Let’s Not Make the Corey Stewart Mistake Again

Virginia Republican senatorial candidate Corey Stewart speaks to voters at a campaign event in Annandale, Va., October 30, 2018. (Jonathan Ernst/Reuters)

Virginia’s Senate election did not take long to resolve. Incumbent Democrat Tim Kaine was declared the winner over Corey Stewart immediately after 7 p.m. Eastern.

As three Virginia Republicans hold their breath about the outcomes of the House elections — incumbents Barbara Comstock and Dave Brat, and challenger Denver Riggleman — some will wonder if the party partially set its fate in the June 12 primary. If Nick Freitas or even E. W. Jackson had won the GOP nomination for Senate, maybe the Virginia Democratic party would have at least had to expend some resources protecting Kaine.

Turnout in northern Virginia is huge, which is generally good news for Democrats. As of 4 p.m., Alexandria was almost at 58 percent, Arlington County was at 50 percent and with absentees and stragglers could hit 70 percent; Falls Church was at 68 percent, and Fairfax was at about 53 percent.

(Some Virginia Republicans told me that Stewart ended up being less of a drag than expected. The Senate race became an afterthought, and Stewart’s controversial remarks never quite dominated the discussion the way some in the party feared.)
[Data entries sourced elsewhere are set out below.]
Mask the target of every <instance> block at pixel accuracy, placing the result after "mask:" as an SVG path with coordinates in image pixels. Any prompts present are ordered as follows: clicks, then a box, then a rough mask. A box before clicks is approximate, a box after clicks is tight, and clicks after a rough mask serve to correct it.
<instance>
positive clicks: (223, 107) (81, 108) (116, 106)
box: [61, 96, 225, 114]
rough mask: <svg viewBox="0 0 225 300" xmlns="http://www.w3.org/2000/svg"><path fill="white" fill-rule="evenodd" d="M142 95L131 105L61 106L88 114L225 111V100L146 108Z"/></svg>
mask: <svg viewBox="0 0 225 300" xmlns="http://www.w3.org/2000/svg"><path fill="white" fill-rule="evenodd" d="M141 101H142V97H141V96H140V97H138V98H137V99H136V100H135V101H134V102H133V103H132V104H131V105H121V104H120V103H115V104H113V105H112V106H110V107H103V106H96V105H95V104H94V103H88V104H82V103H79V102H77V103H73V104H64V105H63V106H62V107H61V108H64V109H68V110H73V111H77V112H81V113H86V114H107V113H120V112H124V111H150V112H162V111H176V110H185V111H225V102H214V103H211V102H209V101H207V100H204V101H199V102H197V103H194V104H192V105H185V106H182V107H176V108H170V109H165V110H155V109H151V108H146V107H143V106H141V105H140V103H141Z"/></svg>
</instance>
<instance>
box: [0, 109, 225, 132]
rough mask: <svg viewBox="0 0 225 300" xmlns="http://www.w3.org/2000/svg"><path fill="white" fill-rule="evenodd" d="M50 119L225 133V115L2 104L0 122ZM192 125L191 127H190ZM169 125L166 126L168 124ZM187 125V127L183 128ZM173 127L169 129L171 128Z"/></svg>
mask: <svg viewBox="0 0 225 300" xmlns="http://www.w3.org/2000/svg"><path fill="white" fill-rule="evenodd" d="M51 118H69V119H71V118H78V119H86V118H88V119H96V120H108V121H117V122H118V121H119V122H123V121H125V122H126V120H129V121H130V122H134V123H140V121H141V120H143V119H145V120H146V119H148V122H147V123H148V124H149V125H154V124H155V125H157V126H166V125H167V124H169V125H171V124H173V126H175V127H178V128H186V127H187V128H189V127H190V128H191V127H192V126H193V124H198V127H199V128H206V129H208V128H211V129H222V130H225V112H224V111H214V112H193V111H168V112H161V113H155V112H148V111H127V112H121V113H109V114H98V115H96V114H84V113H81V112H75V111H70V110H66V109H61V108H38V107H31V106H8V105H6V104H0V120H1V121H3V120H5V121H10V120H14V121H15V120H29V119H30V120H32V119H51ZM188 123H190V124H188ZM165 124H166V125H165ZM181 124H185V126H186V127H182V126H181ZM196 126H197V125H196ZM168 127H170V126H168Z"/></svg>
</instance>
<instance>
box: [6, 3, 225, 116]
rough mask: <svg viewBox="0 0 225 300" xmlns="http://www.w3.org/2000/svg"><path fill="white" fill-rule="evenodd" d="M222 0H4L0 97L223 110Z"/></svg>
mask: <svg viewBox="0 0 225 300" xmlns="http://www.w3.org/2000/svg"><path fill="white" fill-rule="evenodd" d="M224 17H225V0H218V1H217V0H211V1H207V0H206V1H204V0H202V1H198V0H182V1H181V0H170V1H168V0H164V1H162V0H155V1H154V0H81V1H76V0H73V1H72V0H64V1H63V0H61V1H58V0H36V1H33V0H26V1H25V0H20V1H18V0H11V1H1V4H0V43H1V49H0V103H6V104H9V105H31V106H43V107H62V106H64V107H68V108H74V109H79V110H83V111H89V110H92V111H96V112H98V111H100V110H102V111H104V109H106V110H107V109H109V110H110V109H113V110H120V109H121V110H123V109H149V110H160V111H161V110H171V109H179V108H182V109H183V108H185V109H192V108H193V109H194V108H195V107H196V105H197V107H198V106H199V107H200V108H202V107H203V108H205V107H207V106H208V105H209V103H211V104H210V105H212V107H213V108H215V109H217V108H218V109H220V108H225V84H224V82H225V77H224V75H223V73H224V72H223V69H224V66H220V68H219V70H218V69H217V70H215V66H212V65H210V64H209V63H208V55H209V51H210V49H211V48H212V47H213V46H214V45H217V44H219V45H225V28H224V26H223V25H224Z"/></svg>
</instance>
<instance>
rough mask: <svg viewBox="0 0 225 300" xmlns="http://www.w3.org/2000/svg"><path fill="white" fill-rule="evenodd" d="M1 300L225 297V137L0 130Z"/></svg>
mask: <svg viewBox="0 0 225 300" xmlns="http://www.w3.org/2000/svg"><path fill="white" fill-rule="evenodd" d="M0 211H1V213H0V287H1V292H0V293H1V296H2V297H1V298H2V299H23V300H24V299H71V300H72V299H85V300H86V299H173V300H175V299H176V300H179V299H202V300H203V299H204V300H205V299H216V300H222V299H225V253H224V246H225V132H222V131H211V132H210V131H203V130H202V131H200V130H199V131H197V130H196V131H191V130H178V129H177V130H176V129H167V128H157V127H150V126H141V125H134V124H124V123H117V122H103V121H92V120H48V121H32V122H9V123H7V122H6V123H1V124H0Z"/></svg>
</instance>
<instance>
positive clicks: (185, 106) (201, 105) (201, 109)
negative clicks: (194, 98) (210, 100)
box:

President Trump’s presence in the White House is turning the state from blue to cobalt. He isn’t going to change, and he doesn’t need to win Virginia to win reelection. But Virginia Republicans do want to win the House of Delegates elections in 2019 and the state’s Senate race in 2020. The pratfall of Corey Stewart tonight should bury the idea that more “Trumpified” Virginia GOP candidates could seriously compete statewide.